Il vescovo al Vespro: «Evangelizzazione nella promozione umana e nella cura della casa comune»

Uno sviluppo secondo la divina sapienza chiede invece, ha detto il vescovo, la capacità di agire dare a tutti la possibilità di vita e di sviluppo, ricordando che la terra è la casa comune e a nessuno è concesso di abusare dei doni di Dio

«Se l’avessero conosciuta, non avrebbero crocifisso il Signore della gloria». Sono le parole di Paolo su quella “sapienza misteriosa”, nel brano della prima epistola ai Corinzi proclamato come lettura breve, a offrire lo spunto per la meditazione finale di monsignor Pompili. Al vespro che conclude il primo giorno dell’Incontro pastorale a Contigliano il vescovo sottolinea come in questa “mancata sapienza” degli uomini si debba intravvedere anche il comportamento tutt’altro che virtuoso che si è mostrato nei confronti del creato e della stessa umanità, vittima di un’economia lontana da quel “custodire e coltivare” che è il disegno di Dio creatore.
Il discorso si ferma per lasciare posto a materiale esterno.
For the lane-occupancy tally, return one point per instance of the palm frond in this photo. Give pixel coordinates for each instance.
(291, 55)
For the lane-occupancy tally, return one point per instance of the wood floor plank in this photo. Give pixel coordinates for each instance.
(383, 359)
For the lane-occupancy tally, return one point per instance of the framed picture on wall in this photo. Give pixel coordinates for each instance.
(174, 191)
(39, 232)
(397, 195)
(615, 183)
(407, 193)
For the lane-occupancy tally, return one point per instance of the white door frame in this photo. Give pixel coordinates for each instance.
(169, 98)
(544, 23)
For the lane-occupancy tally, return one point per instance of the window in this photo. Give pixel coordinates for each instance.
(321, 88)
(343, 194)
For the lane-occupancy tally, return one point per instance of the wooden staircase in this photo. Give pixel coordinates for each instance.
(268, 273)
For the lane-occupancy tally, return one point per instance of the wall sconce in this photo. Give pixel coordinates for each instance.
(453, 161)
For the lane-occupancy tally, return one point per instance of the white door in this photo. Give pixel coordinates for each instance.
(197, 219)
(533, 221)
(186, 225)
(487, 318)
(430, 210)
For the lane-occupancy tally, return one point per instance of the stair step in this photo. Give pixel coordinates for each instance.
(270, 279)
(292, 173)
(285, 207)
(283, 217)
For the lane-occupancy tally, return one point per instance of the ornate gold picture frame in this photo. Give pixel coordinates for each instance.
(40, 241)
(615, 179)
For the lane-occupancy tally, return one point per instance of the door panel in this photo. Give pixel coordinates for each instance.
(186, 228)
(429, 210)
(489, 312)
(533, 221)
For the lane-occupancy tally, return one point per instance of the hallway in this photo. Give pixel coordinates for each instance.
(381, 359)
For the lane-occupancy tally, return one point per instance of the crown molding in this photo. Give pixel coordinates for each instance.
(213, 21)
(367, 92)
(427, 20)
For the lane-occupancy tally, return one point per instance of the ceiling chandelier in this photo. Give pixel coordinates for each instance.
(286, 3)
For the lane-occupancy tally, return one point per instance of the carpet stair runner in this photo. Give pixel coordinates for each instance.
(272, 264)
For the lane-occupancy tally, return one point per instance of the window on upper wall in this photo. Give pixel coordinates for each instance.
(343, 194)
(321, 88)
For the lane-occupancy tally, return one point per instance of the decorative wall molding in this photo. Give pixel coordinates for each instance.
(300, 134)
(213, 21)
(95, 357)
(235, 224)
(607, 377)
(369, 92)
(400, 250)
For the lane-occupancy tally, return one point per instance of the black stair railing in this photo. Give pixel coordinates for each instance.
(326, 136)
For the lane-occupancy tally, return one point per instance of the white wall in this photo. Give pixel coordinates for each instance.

Uno sviluppo secondo la divina sapienza chiede invece, ha detto il vescovo, la capacità di agire dare a tutti la possibilità di vita e di sviluppo, ricordando che la terra è la casa comune e a nessuno è concesso di abusare dei doni di Dio. Ecco allora l’importanza, come Chiesa, di una evangelizzazione che non trascuri questa attenzione alla realtà dell’uomo e della natura: una evangelizzazione, come avevano già intuito cinquant’anni fa i vescovi italiani nel primo progetto pastorale, che incroci la promozione umana, perché altrimenti quello che noi diciamo e facciamo «non serve a nulla, non cambia le cose», ha detto il vescovo Domenico. Ma anche il contrario: «promozione umana che sia evangelizzazione, che sappia annunciare Dio creatore».